I know I'm a bit biased, but these kids are truly amazing and funny and resilient despite their daily battles to "fit" in this world.

If you allow them into your world, they will light it up.


  1. As a grandparent of a child with High-Functioning Autism/"on the spectrum" I read this with great interest and an open heart and mind for things to learn. As OWEN's grandparent I read it with great interest and an open heart and mind for things to learn. Owen is a blue eyed, blond haired, bundle of all boy energy. He is my grandson. He is my joy. He is one of my "2 littles" in the sea of 6 grandkids. HE is part of my heart, as are the other 5, and often that means my heart breaks easily for all his life and the life of his parents holds. But I've learned SO much about unconditional love, about strategies that work (well, today they do but maybe not tomorrow!) and ones that don't (again, after several tries with no success, they just MIGHT work in a different situation). But I've learned the most helpful ways to help and to succeed,have been to watch Rachel and Todd with each of their children. I see what works in responses and defusing situations. I've heard screaming, seen meltdowns, and I'm sure I've part of the answer and part of the problem. But no matter what ...... I've learned my heart spills over for pure love for my sweet Owen,and not one thing in a "label" or a situation can change that. I've also learned that his parents (my son and dear daughter in law) are tough as nails, but always need reminding to go easy on themselves, push for respite care (that's whree we family and friends can help a LOT), and to push/nudge/hammer whoever needs to step up at home, school, church, community, to provide for Owen's needs, and those of the whole family. They are his greatest advocates and the "soft place" he lands. They have all my love, respect, and admiration this "Autism Awareness Month" and EVERY day!

  2. That was a good learning moment for me! Thanks.

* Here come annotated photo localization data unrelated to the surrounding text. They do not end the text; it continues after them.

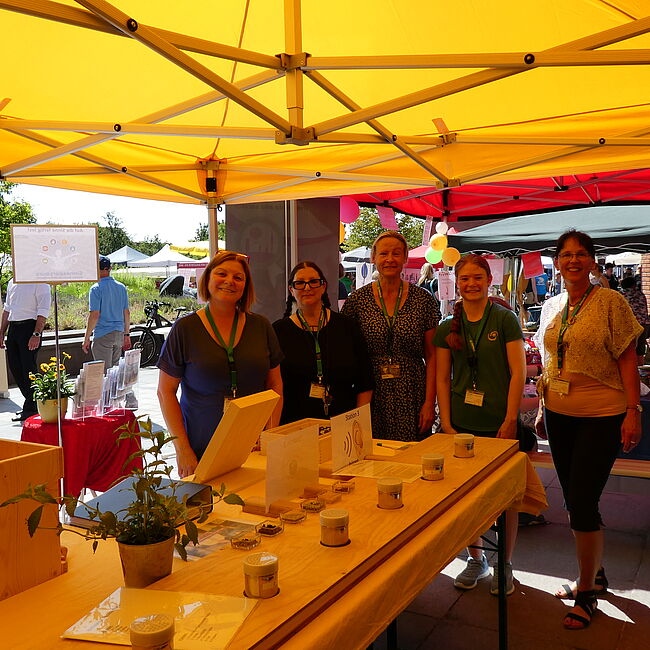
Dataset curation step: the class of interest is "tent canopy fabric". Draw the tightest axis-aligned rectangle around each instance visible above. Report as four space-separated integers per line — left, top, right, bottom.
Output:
169 240 225 256
449 206 650 256
4 2 650 213
128 243 195 267
107 244 148 264
342 246 372 263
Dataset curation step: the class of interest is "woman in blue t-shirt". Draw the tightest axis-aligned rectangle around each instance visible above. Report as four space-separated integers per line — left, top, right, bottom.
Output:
157 251 283 477
434 254 526 597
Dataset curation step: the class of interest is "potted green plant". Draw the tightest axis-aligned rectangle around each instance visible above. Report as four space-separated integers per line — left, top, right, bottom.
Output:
29 352 76 422
1 417 244 588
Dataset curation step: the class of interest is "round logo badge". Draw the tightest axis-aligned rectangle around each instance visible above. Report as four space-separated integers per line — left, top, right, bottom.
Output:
488 330 498 341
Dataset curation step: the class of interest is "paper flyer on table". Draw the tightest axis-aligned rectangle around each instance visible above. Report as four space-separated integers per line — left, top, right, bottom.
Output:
330 403 373 473
177 518 254 561
63 587 256 649
333 459 422 483
265 424 319 509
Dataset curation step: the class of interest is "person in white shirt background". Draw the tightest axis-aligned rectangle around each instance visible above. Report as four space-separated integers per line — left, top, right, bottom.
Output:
0 280 51 421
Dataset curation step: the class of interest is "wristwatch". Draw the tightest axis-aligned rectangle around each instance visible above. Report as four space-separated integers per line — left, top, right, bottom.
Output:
626 404 643 413
31 332 41 338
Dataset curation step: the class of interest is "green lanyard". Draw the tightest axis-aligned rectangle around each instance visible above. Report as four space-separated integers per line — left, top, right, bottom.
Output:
204 305 239 398
377 280 403 359
557 284 593 370
296 308 326 382
461 302 492 390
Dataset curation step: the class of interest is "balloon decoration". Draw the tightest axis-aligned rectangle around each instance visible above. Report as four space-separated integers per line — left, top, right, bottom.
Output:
441 247 461 267
425 221 462 268
429 233 447 251
339 222 346 243
425 248 444 264
340 196 360 224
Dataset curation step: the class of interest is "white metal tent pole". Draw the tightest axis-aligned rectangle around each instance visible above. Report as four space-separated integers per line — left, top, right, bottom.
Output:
207 204 219 257
52 283 63 448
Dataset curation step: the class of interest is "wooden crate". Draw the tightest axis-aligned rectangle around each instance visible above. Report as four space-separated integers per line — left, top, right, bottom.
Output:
0 439 64 600
260 418 331 462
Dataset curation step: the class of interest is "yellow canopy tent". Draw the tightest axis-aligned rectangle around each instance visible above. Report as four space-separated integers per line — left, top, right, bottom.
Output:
3 0 650 213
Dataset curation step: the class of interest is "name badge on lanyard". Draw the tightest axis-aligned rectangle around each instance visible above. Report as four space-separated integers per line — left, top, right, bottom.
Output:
462 303 492 406
464 389 485 406
380 360 402 380
549 378 570 395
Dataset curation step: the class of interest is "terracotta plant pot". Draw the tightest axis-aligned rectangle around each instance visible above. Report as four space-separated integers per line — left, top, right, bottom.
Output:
36 398 68 424
117 536 175 588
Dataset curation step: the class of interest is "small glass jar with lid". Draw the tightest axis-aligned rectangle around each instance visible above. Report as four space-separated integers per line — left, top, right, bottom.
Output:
377 477 403 509
320 509 350 547
129 614 174 650
243 552 279 599
421 454 445 481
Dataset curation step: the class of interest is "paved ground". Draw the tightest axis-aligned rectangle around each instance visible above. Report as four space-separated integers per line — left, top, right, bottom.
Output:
2 367 648 649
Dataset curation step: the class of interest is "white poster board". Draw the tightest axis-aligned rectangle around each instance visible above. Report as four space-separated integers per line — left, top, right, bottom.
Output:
437 270 456 301
11 225 99 283
330 404 373 473
265 424 319 510
487 258 505 286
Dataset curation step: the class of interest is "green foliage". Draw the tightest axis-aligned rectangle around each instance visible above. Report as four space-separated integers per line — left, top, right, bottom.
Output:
29 352 76 400
0 182 36 275
194 221 225 242
132 234 168 257
96 212 132 255
0 417 244 558
344 206 424 250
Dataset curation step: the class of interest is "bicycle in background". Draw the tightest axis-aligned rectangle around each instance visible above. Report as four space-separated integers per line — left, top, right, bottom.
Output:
131 300 192 366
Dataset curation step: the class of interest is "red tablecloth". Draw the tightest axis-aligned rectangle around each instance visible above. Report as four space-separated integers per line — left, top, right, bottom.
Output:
21 410 143 497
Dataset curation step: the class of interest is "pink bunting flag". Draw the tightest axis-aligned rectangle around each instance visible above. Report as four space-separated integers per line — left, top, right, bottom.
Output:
522 251 544 279
377 206 398 230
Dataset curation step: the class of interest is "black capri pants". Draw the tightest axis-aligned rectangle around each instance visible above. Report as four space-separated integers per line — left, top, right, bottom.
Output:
544 409 624 532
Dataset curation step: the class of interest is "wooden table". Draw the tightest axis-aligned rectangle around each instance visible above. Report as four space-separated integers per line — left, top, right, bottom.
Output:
0 435 544 649
21 410 142 497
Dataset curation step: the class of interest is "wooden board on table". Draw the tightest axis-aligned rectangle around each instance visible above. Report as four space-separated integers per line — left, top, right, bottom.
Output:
194 390 280 483
0 439 63 601
160 435 520 649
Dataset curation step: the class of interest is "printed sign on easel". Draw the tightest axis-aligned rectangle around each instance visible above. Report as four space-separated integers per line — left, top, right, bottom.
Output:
265 425 319 510
11 224 99 283
330 404 373 473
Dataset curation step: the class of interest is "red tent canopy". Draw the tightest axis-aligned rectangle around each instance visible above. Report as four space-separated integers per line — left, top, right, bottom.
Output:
352 168 650 221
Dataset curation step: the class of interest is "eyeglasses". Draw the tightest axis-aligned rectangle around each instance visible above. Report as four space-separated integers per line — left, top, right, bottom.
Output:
290 278 325 290
557 252 592 261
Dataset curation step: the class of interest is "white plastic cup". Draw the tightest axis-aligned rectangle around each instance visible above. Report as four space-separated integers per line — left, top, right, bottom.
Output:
421 454 444 480
454 433 475 458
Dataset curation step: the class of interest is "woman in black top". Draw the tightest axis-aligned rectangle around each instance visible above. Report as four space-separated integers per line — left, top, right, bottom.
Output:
273 261 373 424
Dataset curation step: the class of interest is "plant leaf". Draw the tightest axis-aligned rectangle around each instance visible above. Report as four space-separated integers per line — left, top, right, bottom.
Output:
185 519 198 545
27 505 44 537
175 542 187 562
223 493 245 506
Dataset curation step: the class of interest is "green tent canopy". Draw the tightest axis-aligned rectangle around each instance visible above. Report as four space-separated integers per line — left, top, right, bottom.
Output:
448 206 650 256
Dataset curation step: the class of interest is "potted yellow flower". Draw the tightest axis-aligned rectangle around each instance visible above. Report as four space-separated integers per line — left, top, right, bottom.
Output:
29 352 76 423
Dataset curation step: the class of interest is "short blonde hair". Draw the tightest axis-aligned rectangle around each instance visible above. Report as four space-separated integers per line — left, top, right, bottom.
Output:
198 251 255 312
371 230 408 261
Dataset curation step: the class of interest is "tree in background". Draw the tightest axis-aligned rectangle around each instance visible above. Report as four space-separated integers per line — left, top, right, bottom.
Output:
0 181 36 280
96 211 131 254
133 234 168 257
194 221 225 242
344 206 424 250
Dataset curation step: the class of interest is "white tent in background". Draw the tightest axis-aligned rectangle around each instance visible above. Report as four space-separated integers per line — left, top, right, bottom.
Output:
107 245 148 265
605 251 642 265
128 244 195 268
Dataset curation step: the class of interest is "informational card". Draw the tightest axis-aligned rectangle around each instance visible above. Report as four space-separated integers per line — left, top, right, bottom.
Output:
486 257 505 286
81 360 105 402
333 459 422 483
265 424 319 510
436 269 456 301
63 587 256 648
11 224 99 283
522 251 544 279
177 518 254 561
330 404 373 473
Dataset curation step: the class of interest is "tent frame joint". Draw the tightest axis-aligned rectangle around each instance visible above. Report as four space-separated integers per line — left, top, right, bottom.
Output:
441 133 457 145
278 52 310 70
275 126 315 145
447 178 462 188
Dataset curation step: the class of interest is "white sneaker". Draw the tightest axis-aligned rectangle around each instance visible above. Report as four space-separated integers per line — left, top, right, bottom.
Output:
454 555 490 590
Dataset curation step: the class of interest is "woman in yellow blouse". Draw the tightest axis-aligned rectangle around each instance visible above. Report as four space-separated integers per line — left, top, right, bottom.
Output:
535 230 642 630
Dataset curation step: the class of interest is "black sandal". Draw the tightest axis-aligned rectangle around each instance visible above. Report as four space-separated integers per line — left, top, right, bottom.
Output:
563 590 597 630
555 566 608 599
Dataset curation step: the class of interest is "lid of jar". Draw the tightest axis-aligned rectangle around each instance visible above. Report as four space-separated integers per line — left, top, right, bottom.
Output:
243 551 279 576
377 477 402 492
320 508 349 527
454 433 474 440
422 453 444 464
130 614 175 646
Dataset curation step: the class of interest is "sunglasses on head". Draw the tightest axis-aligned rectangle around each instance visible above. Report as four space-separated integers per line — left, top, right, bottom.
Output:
290 278 325 290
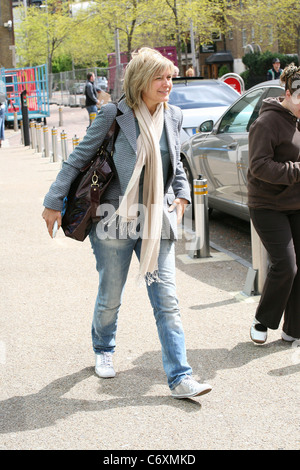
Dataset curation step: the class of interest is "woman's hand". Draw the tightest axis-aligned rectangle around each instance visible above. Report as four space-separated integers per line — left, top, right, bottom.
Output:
168 198 189 224
42 207 62 238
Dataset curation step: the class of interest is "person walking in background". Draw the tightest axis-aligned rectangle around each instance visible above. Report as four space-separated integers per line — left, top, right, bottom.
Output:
267 58 283 80
173 66 180 78
85 72 100 126
0 100 6 147
248 63 300 344
185 65 195 77
42 48 212 399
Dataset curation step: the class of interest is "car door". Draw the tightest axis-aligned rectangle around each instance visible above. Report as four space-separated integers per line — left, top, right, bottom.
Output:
196 87 275 216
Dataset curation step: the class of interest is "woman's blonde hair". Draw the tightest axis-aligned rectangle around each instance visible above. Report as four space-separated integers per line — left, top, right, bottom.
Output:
123 47 175 109
280 63 300 95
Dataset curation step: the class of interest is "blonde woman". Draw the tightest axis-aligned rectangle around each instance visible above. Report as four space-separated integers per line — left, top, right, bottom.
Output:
248 63 300 344
42 48 212 399
185 65 195 77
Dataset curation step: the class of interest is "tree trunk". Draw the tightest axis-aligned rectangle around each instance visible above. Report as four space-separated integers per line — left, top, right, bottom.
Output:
173 0 183 74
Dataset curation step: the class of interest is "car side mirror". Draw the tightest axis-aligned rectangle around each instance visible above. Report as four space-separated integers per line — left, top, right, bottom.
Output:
199 120 214 133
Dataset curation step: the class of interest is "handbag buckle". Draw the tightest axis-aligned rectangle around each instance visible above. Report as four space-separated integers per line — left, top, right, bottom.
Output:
91 171 99 187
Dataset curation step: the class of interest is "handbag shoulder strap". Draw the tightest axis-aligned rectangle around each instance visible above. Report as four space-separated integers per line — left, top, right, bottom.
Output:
102 103 122 152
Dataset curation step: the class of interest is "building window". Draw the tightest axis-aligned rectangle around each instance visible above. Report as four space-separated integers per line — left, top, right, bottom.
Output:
212 32 222 42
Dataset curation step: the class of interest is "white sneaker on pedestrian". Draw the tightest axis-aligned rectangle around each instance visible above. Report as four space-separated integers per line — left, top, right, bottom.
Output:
171 375 212 399
281 331 300 342
250 318 268 344
95 352 116 378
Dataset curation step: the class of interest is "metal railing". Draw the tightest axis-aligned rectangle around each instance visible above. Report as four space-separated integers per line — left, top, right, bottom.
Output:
49 64 126 107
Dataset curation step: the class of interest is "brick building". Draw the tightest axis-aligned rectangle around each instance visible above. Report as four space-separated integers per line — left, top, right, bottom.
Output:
0 0 15 68
199 25 279 79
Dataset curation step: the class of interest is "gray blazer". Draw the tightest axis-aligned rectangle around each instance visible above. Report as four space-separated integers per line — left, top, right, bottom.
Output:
43 99 190 240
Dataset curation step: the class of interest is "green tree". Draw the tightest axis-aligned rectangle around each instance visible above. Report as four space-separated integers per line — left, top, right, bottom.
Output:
161 0 244 74
243 0 300 57
91 0 157 62
273 0 300 57
16 0 284 75
15 0 91 73
66 6 113 67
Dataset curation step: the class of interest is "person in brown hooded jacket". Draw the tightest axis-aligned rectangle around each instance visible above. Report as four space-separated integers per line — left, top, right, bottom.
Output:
248 63 300 344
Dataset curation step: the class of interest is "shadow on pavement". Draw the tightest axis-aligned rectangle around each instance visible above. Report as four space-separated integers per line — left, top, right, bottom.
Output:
0 340 296 435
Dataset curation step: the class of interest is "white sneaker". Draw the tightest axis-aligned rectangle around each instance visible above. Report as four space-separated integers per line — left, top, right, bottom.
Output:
171 375 212 399
95 352 116 378
250 318 268 344
281 331 300 342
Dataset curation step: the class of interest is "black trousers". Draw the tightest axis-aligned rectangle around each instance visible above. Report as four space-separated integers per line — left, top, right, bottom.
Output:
250 208 300 337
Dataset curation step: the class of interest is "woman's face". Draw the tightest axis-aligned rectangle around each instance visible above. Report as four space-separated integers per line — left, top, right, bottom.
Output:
285 87 300 118
142 69 173 113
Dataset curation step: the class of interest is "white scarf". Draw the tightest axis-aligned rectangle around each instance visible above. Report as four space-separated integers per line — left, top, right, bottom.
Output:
114 101 164 284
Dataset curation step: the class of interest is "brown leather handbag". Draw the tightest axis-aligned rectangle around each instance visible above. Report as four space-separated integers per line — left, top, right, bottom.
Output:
61 110 120 241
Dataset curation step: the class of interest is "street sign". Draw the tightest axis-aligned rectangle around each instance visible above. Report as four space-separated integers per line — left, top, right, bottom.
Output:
220 73 245 94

  3. Thank you for sharing. I love you, Laura Hamerka

  4. Thank you for sharing. I love you, Laura Hamerka

  5. Owen has brought an overflow of blessings to our lives - even through the heartaches. Dad and I continue to marvel at the stamina, patience, and wisdom you and Todd exhibit through all the trials and the celebrations. We count ourselves as very fortunate to be a part of your lives and to witness all the achievements and discoveries Owen makes in life. The world will be a better place because of him.